Machine Learning-Enhanced DSPM: Towards Intelligent Modulation Techniques
Keywords:
Machine learning, digital signal processing modulation (DSPM), intelligent modulation, deep learning, reinforcement learning, adaptive modulation, wireless communicationAbstract
The integration of machine learning (ML) into digital signal processing modulation (DSPM) techniques has significantly enhanced the efficiency, adaptability, and accuracy of communication systems. Traditional modulation schemes often face challenges in optimizing signal quality and spectrum efficiency, especially in dynamic and noisy environments. The application of ML-based models in DSPM enables intelligent modulation adaptation, signal classification, and error correction, leading to improved data transmission and network performance. This paper explores the advancements in ML-enhanced DSPM, focusing on deep learning algorithms, reinforcement learning strategies, and real-time adaptive modulation techniques.
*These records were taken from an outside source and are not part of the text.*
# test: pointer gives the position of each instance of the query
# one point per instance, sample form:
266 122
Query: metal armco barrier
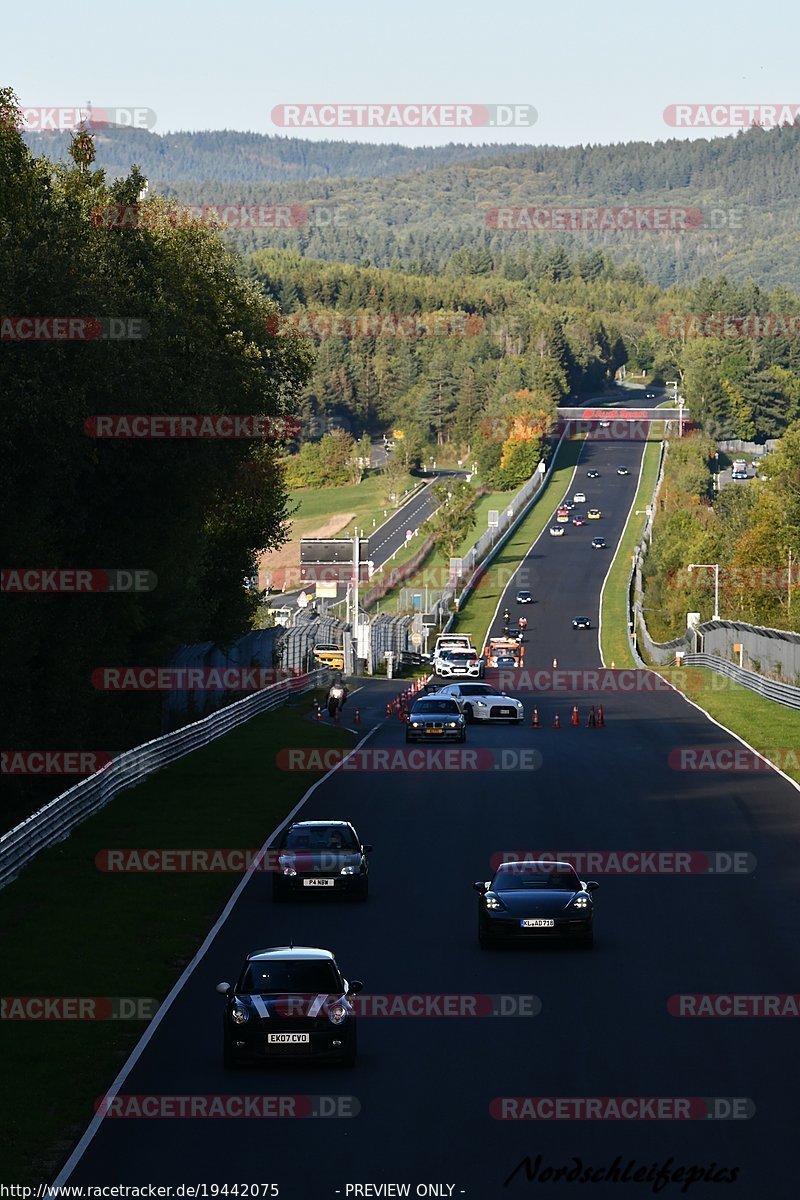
782 693
56 820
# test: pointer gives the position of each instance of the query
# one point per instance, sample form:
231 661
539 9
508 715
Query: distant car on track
290 1002
481 702
535 901
320 856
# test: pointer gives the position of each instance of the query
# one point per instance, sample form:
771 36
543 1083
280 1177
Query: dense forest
751 531
388 205
540 323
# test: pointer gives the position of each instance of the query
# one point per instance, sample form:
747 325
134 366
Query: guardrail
782 693
56 820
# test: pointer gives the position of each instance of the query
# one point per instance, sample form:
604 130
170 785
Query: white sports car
481 702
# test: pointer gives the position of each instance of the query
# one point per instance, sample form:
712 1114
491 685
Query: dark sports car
320 856
435 718
535 901
289 1002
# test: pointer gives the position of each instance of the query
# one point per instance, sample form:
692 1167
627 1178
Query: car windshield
517 876
320 838
288 976
434 708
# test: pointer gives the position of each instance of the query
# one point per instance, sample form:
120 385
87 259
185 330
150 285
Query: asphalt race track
425 1084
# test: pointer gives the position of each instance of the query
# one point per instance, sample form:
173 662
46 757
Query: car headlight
337 1013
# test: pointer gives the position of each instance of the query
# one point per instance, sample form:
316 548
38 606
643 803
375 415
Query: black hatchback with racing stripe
290 1002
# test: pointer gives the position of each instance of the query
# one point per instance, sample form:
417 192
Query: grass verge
70 929
771 729
477 612
613 637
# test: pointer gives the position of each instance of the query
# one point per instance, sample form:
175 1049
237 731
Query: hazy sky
595 72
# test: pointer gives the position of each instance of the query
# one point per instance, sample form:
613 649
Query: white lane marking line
146 1037
733 735
600 613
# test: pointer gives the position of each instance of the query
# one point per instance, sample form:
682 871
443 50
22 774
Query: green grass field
477 612
614 643
366 499
70 929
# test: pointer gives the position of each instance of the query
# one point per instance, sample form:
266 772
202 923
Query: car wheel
228 1061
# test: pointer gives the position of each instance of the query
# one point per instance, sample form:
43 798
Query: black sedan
320 856
434 719
535 901
289 1003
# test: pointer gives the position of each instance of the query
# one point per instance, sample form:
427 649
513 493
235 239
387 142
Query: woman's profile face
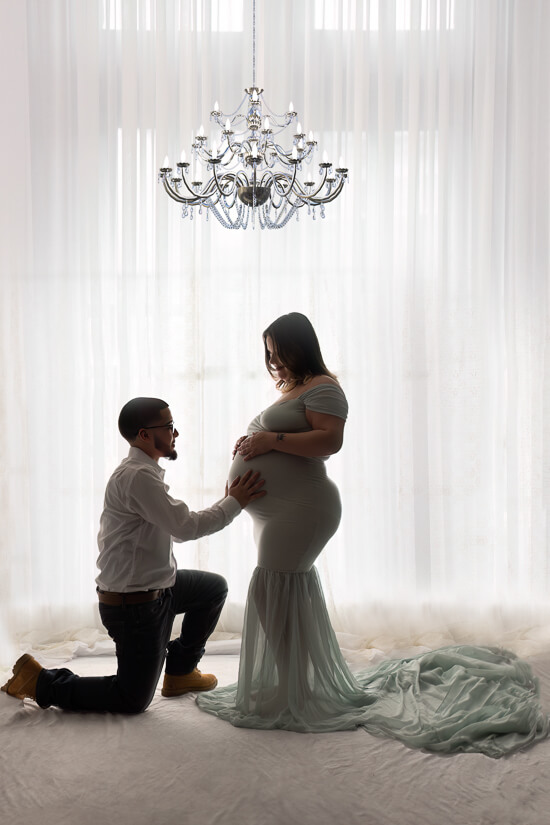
280 372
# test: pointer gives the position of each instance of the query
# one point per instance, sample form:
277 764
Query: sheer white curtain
427 283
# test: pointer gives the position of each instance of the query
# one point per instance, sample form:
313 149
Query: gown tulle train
292 674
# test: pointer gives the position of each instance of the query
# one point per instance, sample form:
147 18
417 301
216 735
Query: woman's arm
324 438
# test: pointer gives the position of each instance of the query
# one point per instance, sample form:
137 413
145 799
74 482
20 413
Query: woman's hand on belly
256 444
238 443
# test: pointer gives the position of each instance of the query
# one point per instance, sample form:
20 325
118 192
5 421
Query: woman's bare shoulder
321 379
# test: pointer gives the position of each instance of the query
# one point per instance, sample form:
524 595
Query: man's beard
171 456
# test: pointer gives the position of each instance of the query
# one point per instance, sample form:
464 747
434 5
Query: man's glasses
169 426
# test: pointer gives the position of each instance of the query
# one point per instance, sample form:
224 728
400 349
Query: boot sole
170 693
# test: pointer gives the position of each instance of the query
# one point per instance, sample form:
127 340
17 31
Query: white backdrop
427 283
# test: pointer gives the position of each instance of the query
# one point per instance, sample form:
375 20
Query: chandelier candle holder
251 178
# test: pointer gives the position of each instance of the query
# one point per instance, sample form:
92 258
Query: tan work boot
178 685
22 684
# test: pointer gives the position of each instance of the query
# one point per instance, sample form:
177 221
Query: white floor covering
175 764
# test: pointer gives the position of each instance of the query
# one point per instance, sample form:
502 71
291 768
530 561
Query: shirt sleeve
328 399
148 497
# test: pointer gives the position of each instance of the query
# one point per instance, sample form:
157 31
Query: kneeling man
139 587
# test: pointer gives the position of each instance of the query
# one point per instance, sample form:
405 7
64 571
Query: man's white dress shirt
139 521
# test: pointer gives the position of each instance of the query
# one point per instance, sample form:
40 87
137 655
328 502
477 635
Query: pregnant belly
299 514
287 477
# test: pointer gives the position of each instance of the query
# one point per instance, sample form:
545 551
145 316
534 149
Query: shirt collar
139 455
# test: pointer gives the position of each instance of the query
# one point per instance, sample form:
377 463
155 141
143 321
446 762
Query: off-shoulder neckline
310 389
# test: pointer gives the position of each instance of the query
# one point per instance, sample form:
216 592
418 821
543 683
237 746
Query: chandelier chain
253 42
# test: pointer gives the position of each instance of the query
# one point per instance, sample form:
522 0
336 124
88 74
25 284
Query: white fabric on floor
175 764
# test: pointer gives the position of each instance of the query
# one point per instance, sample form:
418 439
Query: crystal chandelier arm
174 194
332 194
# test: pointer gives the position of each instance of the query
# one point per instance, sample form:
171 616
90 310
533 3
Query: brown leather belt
120 599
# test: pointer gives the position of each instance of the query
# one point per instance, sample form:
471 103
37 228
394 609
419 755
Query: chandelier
251 177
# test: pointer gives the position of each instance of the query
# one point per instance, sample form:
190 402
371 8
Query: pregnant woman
292 674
The study also examines the impact of these intelligent modulation techniques on modern wireless communication networks, including 5G and beyond. The review highlights the benefits of ML-enhanced DSPM, such as increased robustness against interference, lower latency, and enhanced spectral efficiency. Furthermore, challenges related to computational complexity, model training, and real-time implementation are discussed, paving the way for future research directions in intelligent modulation.